An article in China's People's Daily discussing China's opposition to the Iraq war and the appropriate Chinese response quoted Gao Changpeng, a machinist in Harbin:
"No one dares ignore a big powerful country. We need to work even harder and make our utmost efforts to build up our country's economic power and overall national strength beginning with our own jobs."

A report from Reuters begins:
Charred Iraqi corpses smoulder in burned-out trucks. Black smoke hangs over bombed cities where U.S. troops battle Iraqi soldiers. Youths greet British tanks with smiles, then sneer when they have passed.

Russia's Foreign Minister, Igor Ivanov, said, "We will have to defend our interests so that the contracts which were signed under Saddam Hussein are not annulled as lacking legal force and to make sure the Iraqi debt owed us is respected,"

The AP reports that the State Department has issued a warning saying that "frequent political demonstrations may escalate, increasing the potential for anti-American violence and for terrorist actions against U.S. citizens and interests."

At today's U.S. Central Command briefing, General John Abizaid mentioned plans for a "democratic, or at least different, Iraqi regime." After rejecting the notion, posed by a questioner, that the U.S. forces are overconfident, Abizaid went on to say, "there won't be anything that stops us on the battlefield" and "the outcome is still certain." He also said, "we've captured two thousand prisoners thus far"-referring to them as "prisoners" and not "Iraqi soldiers."

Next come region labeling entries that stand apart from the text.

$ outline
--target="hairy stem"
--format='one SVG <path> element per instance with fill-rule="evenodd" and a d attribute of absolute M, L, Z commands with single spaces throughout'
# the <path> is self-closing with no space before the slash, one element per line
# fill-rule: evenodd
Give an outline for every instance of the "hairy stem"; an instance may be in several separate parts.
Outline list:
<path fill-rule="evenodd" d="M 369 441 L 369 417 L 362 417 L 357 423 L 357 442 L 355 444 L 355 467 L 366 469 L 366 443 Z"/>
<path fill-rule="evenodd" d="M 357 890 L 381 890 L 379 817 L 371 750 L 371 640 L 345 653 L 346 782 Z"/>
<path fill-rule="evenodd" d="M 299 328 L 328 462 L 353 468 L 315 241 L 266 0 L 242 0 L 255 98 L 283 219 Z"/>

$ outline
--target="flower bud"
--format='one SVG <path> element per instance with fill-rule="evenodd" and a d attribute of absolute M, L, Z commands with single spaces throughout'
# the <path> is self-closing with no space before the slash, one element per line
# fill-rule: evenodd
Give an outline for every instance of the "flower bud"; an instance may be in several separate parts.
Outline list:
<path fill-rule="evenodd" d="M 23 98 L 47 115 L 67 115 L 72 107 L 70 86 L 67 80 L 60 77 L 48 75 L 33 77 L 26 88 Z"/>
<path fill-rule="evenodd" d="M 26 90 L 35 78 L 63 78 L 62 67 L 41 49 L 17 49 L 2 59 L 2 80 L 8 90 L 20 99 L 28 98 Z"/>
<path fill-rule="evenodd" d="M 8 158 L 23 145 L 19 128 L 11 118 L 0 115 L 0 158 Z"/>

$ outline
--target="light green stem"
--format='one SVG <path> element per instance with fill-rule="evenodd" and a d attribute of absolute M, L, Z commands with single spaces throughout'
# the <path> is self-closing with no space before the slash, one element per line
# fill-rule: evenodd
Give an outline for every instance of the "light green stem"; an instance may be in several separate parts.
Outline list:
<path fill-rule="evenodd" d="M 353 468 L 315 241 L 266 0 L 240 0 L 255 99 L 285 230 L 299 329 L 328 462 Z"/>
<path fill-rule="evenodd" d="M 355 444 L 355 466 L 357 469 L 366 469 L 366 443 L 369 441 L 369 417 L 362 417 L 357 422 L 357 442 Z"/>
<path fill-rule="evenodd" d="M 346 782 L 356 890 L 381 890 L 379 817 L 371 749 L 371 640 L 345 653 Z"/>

Related to the U.S. Army video game, Hezbollah has released a game that "includes all that an anxious persons dreams of in order to participate in facing the Zionist enemy....Special Force game will render you a partner of the resistance."

A Reuters article discussing links between Halliburton and the U.S. military declares:
When it comes to making money from a war in Iraq, few can match the firepower of the company once headed by Vice President Dick Cheney.

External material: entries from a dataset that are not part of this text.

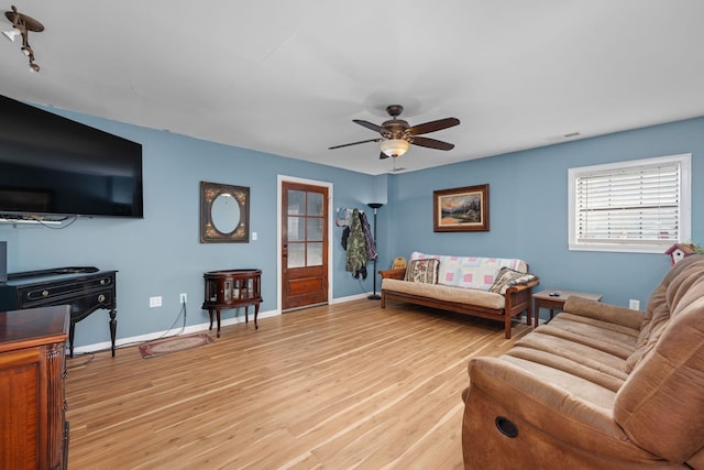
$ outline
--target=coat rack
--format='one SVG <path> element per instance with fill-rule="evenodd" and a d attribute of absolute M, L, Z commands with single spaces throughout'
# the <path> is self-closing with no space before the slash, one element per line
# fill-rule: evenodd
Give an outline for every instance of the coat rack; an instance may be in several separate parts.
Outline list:
<path fill-rule="evenodd" d="M 374 247 L 376 247 L 376 210 L 383 206 L 383 204 L 381 203 L 370 203 L 367 204 L 367 206 L 370 206 L 372 209 L 374 209 Z M 374 273 L 373 275 L 373 283 L 374 283 L 374 293 L 372 295 L 370 295 L 367 298 L 371 300 L 378 300 L 380 298 L 382 298 L 380 295 L 376 295 L 376 260 L 378 259 L 378 255 L 376 258 L 374 258 Z"/>

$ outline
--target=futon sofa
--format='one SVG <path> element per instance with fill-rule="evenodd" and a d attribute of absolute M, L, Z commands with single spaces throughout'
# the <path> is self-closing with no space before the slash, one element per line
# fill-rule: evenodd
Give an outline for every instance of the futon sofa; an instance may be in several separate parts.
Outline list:
<path fill-rule="evenodd" d="M 570 297 L 469 374 L 468 469 L 704 469 L 704 256 L 645 311 Z"/>
<path fill-rule="evenodd" d="M 380 271 L 382 308 L 389 298 L 504 323 L 526 311 L 532 318 L 531 288 L 538 277 L 518 259 L 451 256 L 414 252 L 406 269 Z"/>

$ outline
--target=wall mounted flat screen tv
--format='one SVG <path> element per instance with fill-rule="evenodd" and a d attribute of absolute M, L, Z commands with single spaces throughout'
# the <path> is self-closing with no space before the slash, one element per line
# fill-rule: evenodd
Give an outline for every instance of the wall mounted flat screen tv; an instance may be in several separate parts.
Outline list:
<path fill-rule="evenodd" d="M 0 96 L 0 217 L 143 214 L 142 145 Z"/>

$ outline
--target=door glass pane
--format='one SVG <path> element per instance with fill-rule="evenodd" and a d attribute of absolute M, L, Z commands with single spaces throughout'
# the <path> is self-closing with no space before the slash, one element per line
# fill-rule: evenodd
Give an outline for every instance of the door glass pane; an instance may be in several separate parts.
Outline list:
<path fill-rule="evenodd" d="M 288 267 L 304 267 L 306 265 L 306 245 L 294 243 L 288 245 Z"/>
<path fill-rule="evenodd" d="M 308 215 L 322 216 L 322 194 L 308 193 Z"/>
<path fill-rule="evenodd" d="M 308 218 L 308 241 L 322 241 L 322 219 Z"/>
<path fill-rule="evenodd" d="M 308 266 L 320 266 L 322 264 L 322 243 L 308 243 Z"/>
<path fill-rule="evenodd" d="M 305 215 L 306 210 L 306 193 L 302 190 L 288 192 L 288 214 L 292 216 Z"/>
<path fill-rule="evenodd" d="M 288 218 L 288 241 L 306 241 L 306 227 L 304 217 Z"/>

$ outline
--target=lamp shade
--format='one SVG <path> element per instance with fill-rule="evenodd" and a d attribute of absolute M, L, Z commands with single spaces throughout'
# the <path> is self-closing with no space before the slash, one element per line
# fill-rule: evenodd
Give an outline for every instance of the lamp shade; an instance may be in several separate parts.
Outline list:
<path fill-rule="evenodd" d="M 402 156 L 408 151 L 408 141 L 403 139 L 388 139 L 382 141 L 382 152 L 386 156 Z"/>

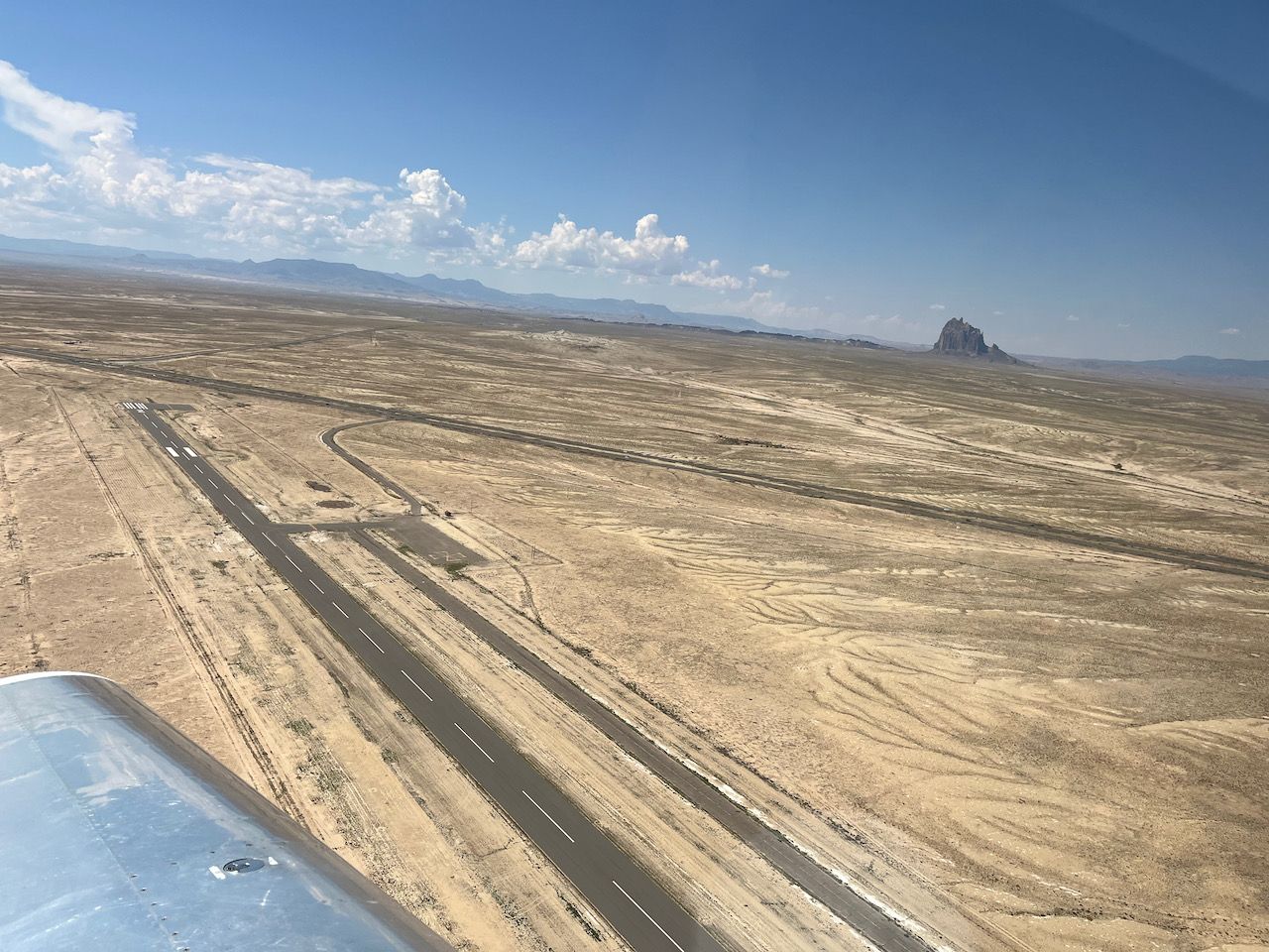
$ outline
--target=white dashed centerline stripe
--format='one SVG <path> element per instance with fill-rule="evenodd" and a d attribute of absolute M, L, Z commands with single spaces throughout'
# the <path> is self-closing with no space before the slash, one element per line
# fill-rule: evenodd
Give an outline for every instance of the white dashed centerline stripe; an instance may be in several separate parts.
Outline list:
<path fill-rule="evenodd" d="M 618 882 L 617 880 L 613 880 L 613 885 L 614 885 L 614 886 L 615 886 L 617 889 L 622 890 L 622 885 L 621 885 L 621 883 L 619 883 L 619 882 Z M 647 915 L 647 910 L 646 910 L 646 909 L 645 909 L 643 906 L 641 906 L 641 905 L 638 904 L 638 901 L 636 901 L 634 896 L 632 896 L 632 895 L 631 895 L 629 892 L 627 892 L 626 890 L 622 890 L 622 895 L 623 895 L 623 896 L 626 896 L 626 899 L 628 899 L 628 900 L 629 900 L 631 902 L 634 902 L 634 908 L 636 908 L 637 910 L 640 910 L 640 911 L 641 911 L 641 913 L 642 913 L 643 915 L 646 915 L 646 916 L 647 916 L 647 920 L 648 920 L 650 923 L 652 923 L 652 925 L 655 925 L 655 927 L 656 927 L 656 928 L 657 928 L 657 929 L 660 930 L 660 933 L 661 933 L 662 935 L 665 935 L 665 938 L 667 938 L 667 939 L 669 939 L 670 942 L 674 942 L 674 937 L 673 937 L 673 935 L 671 935 L 670 933 L 667 933 L 667 932 L 666 932 L 665 929 L 662 929 L 662 928 L 661 928 L 661 923 L 659 923 L 659 922 L 657 922 L 656 919 L 654 919 L 652 916 Z M 674 942 L 674 947 L 675 947 L 676 949 L 679 949 L 679 952 L 688 952 L 688 951 L 687 951 L 685 948 L 683 948 L 683 946 L 680 946 L 680 944 L 679 944 L 678 942 Z"/>
<path fill-rule="evenodd" d="M 401 674 L 404 674 L 404 675 L 405 675 L 405 677 L 406 677 L 406 678 L 409 679 L 409 682 L 410 682 L 411 684 L 414 684 L 414 687 L 416 687 L 416 688 L 418 688 L 419 691 L 423 691 L 423 685 L 421 685 L 421 684 L 420 684 L 419 682 L 416 682 L 416 680 L 415 680 L 414 678 L 411 678 L 411 677 L 410 677 L 410 671 L 407 671 L 407 670 L 405 670 L 405 669 L 402 668 L 402 669 L 401 669 Z M 431 701 L 431 694 L 429 694 L 429 693 L 428 693 L 426 691 L 423 691 L 423 696 L 424 696 L 425 698 L 428 698 L 428 701 Z"/>
<path fill-rule="evenodd" d="M 458 721 L 454 721 L 454 726 L 456 726 L 456 727 L 457 727 L 458 730 L 461 730 L 461 731 L 463 730 L 463 726 L 462 726 L 461 724 L 458 724 Z M 491 757 L 489 755 L 489 751 L 487 751 L 487 750 L 486 750 L 485 748 L 482 748 L 482 746 L 481 746 L 480 744 L 477 744 L 477 743 L 476 743 L 476 737 L 473 737 L 473 736 L 472 736 L 471 734 L 468 734 L 467 731 L 463 731 L 463 736 L 464 736 L 464 737 L 467 737 L 467 740 L 470 740 L 470 741 L 471 741 L 472 744 L 476 744 L 476 749 L 477 749 L 478 751 L 481 751 L 481 753 L 482 753 L 482 754 L 485 755 L 485 759 L 486 759 L 486 760 L 489 760 L 490 763 L 494 763 L 494 758 L 491 758 Z"/>
<path fill-rule="evenodd" d="M 542 803 L 539 803 L 538 801 L 536 801 L 533 798 L 533 795 L 529 793 L 529 791 L 522 790 L 520 792 L 529 798 L 529 802 L 533 803 L 533 806 L 536 806 L 538 809 L 538 812 L 541 812 L 544 817 L 547 817 L 551 821 L 552 826 L 555 826 L 557 830 L 560 830 L 560 833 L 562 833 L 565 836 L 569 836 L 569 830 L 566 830 L 563 826 L 561 826 L 560 824 L 557 824 L 555 821 L 555 817 L 551 814 L 548 814 L 546 810 L 542 809 Z M 575 840 L 572 836 L 569 836 L 569 842 L 570 843 L 576 843 L 577 840 Z M 621 889 L 621 887 L 618 886 L 618 889 Z M 674 942 L 674 939 L 670 939 L 670 942 Z"/>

An article dicussing the video game industry's varied connections to the Iraq war says:

The video game industry has plenty of direct links with the U.S. military. Last year, the Interactive Digital Software Association, a trade group for the U.S. industry, organized a drive to equip each of the 72 submarines in the U.S. Navy fleet with a video game console and 20 games each.

Games are also used for military training. Navy pilots in flight school often use a modified version of a commercial flight simulator game to hone their skills....the U.S. Army became a publisher last year with "America's Army: Operations," a free game.

An AP story covering the Sunday morning talk shows notes:
Rumsfeld noted that under the conventions governing prisoners of war, "It's illegal to do things to POWs that are humiliating to those prisoners."

Given that, one wonders why the U.S. military has allowed many U.S. television networks and newspapers to show images of Iraqi soldiers kneeling before U.S. soldiers, being searched for weapons as they lie on the ground, and having guns pointed at them as they surrender.

One of the things noticed from Wednesday until now is that many of the reporters in and around Iraq are female. But, commentators on television are nearly exclusively older white men, and sightings of Asian and Hispanic individuals in the U.S. media have been extremely rare.